The exhibition also features works in vibrant and stunning colors such as the photographs by Pavel Acosta and Alejandro González. It is illegal in Cuba to import and register a car made after the year 1959 and in response to that people have created alternative solutions by indiscernibly renovating legal vehicles unbeknownst to authorities. In Pavel Acosta’s series Stolen Talent he photographs these revamped cars, commenting on “peoples’ ideals and what they do to achieve them”. The young artist Alejandro González depicts vivacious images in screaming color is his series Conducta Impropio (Improper Conduct) that uncovers parts of society repressed by officialdom, specifically the LGBT community, where he reveals the reality of a Cuba that has been hidden away.

 

Artists René Peña and Ramsés Batista take an orchestrated approach to their photography, creating remarkably poignant and textured pieces utilizing the human form and object. René Peña aims his focus inward and uses his self-portraits as a means of communication rather than just expression; his work is in many private collections in Miami as well as the Museum of Fine Arts, Houston. Ramsés Batista’s whimsical and narrative photographs are characterized by his use of subtle contrast, long exposures, and a keen eye for craft.

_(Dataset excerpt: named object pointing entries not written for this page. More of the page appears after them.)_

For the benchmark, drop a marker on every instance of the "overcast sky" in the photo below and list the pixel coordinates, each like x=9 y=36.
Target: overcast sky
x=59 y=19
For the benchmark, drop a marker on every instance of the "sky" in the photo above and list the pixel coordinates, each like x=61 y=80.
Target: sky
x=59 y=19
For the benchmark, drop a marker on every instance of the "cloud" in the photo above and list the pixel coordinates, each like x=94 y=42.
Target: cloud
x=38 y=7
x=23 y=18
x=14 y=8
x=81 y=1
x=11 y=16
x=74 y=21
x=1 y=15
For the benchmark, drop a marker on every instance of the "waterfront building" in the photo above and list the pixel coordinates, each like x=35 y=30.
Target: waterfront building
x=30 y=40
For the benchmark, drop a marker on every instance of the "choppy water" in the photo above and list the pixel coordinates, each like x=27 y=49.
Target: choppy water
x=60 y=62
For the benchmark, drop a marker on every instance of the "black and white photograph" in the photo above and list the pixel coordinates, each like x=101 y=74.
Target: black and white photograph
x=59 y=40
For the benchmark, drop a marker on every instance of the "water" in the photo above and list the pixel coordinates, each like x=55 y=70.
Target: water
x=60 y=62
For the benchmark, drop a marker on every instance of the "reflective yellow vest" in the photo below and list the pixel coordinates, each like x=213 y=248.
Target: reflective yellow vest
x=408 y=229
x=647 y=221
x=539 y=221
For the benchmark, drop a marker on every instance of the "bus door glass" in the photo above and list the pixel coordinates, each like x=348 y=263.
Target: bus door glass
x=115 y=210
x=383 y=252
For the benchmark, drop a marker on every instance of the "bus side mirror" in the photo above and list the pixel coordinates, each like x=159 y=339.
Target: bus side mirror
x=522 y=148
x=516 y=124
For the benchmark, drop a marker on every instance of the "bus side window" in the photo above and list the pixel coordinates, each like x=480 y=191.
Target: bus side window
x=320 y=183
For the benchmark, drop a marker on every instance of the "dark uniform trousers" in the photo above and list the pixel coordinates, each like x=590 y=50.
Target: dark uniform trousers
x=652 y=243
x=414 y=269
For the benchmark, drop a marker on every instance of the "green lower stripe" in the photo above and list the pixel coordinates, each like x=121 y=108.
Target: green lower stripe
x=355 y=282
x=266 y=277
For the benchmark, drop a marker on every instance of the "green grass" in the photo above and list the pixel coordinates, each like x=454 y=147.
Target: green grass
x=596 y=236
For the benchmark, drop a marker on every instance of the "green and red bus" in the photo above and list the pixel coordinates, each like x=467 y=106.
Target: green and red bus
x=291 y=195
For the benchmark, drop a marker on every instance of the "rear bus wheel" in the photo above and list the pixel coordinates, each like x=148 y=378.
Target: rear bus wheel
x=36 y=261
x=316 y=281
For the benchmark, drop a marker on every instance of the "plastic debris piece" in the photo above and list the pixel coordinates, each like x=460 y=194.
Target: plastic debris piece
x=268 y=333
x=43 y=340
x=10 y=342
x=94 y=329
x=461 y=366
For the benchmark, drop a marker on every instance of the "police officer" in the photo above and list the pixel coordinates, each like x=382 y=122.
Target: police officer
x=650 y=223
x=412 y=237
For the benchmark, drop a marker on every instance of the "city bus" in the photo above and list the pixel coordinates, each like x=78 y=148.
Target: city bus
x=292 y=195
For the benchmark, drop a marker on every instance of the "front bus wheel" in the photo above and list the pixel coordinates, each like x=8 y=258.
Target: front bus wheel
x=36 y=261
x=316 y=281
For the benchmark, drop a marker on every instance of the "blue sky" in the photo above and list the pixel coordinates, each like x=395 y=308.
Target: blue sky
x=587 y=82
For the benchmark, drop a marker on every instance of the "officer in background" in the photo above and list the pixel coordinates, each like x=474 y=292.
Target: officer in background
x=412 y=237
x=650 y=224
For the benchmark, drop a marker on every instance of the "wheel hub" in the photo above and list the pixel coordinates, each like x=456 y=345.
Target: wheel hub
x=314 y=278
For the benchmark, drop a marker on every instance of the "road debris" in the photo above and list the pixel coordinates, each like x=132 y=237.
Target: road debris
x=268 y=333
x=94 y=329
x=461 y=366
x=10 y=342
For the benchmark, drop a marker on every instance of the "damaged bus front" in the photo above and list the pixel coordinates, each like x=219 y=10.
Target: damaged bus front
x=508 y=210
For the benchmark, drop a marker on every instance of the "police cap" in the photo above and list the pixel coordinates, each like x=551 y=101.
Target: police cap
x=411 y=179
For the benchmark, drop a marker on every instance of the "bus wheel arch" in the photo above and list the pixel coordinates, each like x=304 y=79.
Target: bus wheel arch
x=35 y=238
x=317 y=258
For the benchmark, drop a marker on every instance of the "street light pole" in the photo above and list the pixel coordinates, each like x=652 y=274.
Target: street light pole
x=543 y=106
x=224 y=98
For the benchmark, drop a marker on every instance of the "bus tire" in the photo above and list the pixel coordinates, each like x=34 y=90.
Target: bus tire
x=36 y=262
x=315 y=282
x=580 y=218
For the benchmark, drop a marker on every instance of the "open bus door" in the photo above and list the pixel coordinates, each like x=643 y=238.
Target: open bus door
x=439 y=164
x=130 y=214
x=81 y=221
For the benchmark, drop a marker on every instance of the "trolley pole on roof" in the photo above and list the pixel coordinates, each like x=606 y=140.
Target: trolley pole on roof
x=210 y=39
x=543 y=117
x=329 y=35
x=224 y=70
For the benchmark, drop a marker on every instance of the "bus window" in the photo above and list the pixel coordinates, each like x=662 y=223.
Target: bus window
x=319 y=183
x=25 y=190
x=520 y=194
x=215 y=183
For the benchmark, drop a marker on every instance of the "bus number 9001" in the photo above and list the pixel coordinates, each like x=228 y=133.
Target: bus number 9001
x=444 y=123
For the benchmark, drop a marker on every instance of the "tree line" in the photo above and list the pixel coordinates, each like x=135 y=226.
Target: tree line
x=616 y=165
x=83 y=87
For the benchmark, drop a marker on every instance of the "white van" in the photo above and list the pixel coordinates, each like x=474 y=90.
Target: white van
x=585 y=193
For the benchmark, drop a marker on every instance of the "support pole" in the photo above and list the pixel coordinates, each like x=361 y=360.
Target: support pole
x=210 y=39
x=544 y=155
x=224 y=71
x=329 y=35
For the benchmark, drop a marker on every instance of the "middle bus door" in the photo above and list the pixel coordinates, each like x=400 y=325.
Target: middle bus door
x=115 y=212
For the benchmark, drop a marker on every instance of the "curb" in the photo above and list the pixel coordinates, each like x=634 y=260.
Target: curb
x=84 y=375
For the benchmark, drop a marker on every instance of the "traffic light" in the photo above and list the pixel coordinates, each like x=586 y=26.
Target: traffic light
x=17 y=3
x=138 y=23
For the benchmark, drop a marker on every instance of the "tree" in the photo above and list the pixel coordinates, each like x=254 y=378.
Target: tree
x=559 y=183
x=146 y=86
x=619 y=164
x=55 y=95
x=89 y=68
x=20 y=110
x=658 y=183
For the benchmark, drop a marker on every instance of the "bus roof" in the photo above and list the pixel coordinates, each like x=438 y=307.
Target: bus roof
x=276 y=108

Liudmila & Nelson and Kadir López Nieves work in a less traditional manner, while retaining a quintessentially Cuban style. The abstracted and manipulated photographs of Liudmila & Nelson’s composites of time and space challenge the viewer to see a multifaceted world, in which the past and present seem to coincide. Their work was featured in the Cuban pavilion at the 2013 Venice Biennale. Nelson Ramírez, one half of the Liudmila & Nelson duo, is the director of the Fototeca de Cuba, Cuba’s repository of photography. Kadir López Nieves presents a pastiche of pre-revolution imagery of company stocks and the bourgeoisie lifestyle as parody of socio-economic power, played out on a Monopoly board of his own design in his mixed media series Habana Monopolio.

 

With a historic push by President Obama the US and Cuba have restored diplomatic relations. In August, Secretary of State John Kerry raised the American flag over the embassy, and he is the highest-ranking diplomat to visit Cuba in the last seven decades. For more than half a century poor relations between Cuba and the United States led to little interaction between the Cuban art community and the US, even though the trade embargo did not restrict the sale and purchase of artwork. While Cuba’s economy was in shamble its cultural life thrived. Artists created in countlessstyles and methods, as The Light in Cuban Eyes shows. The artists in the exhibit present divergent bodies of work that pay tribute to the rich cultural history of their homeland.

 

The Light in Cuban Eyes is inspired by Melanie P. Plonsker’s personal collection, which she hand-carried back to America over several trips between 2002 and 2012. The exhibition coincides with the recent release of a book of the same title, featuring over 170 works of art by more than 50 artists. The book, published by Lake Forest College Press, is the only book on contemporary Cuban photography and is the first North American publication supported by the Cuban Ministry of Culture and the Fototeca de Cuba, Cuba’s repository of photography, akin to the Smithsonian’s Photography Department in Washington, DC.